Como reduzir episódios de pum preocupante
Quando o pum é preocupante, mas não deixa de ser um sintoma que pode ser controlado com mudanças no estilo de vida, algumas medidas ajudam a diminuir a frequência. Reduzir o consumo de cafeína, álcool e tabaco, praticar atividades físicas regularmente e controlar o estresse são estratégias que podem melhorar a qualidade do sono e a saúde cardiovascular, diminuindo a chance de episódios de palpitações.
Hidratação adequada e uma alimentação balanceada, rica em frutas, vegetais e minerais como potássio e magnésio, também são importantes para manter o ritmo cardíaco estável. Em casos em que o pum é preocupante por estar relacionado a uma condição diagnosticada, o acompanhamento médico contínuo e o uso de medicação prescrita podem ser fundamentais para manter o coração saudável e controlar as arritmias.

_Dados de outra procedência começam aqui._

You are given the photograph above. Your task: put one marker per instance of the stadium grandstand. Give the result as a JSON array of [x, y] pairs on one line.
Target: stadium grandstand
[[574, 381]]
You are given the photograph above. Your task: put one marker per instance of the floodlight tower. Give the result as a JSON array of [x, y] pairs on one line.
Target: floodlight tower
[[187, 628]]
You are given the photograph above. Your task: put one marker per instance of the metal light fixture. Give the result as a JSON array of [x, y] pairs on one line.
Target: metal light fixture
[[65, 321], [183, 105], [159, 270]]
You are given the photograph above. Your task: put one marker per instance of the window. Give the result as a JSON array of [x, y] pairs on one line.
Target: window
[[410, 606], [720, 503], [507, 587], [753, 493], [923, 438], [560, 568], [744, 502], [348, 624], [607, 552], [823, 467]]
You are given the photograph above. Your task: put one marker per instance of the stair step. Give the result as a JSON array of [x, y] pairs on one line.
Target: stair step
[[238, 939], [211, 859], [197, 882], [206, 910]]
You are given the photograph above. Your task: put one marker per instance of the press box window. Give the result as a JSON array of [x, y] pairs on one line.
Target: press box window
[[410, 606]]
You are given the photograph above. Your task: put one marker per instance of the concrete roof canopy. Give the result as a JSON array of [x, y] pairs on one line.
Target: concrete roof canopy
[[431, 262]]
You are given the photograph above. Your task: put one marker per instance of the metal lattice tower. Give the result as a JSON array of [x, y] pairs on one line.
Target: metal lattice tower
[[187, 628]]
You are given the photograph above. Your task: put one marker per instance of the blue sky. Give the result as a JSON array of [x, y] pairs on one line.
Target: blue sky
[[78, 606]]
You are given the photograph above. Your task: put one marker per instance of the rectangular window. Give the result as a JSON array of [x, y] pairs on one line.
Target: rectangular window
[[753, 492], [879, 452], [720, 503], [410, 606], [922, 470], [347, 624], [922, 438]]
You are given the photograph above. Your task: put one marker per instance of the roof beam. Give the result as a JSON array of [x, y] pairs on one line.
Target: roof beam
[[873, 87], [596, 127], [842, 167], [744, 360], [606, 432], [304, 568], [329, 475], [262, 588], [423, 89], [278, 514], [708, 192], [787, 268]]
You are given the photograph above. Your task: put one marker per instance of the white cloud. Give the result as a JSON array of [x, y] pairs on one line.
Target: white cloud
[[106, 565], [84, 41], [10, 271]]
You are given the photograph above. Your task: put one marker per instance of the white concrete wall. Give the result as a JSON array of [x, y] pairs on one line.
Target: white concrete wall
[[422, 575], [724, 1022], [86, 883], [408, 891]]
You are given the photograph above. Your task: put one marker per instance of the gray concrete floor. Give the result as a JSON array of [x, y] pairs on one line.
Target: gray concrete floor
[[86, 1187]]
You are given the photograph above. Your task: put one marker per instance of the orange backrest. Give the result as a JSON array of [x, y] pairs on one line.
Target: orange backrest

Concluindo, o pum no peito é bastante comum e, na maioria das vezes, não representa perigo. Porém, quando o pum é preocupante, ele costuma aparecer com frequência, acompanhado de sintomas que indicam necessidade de avaliação profissional. Identificar os gatilhos, prestar atenção nos sinais do corpo e buscar a orientação de um cardiologista são passos fundamentais para garantir que palpitações pontuais não se transformem em um problema de saúde mais sério.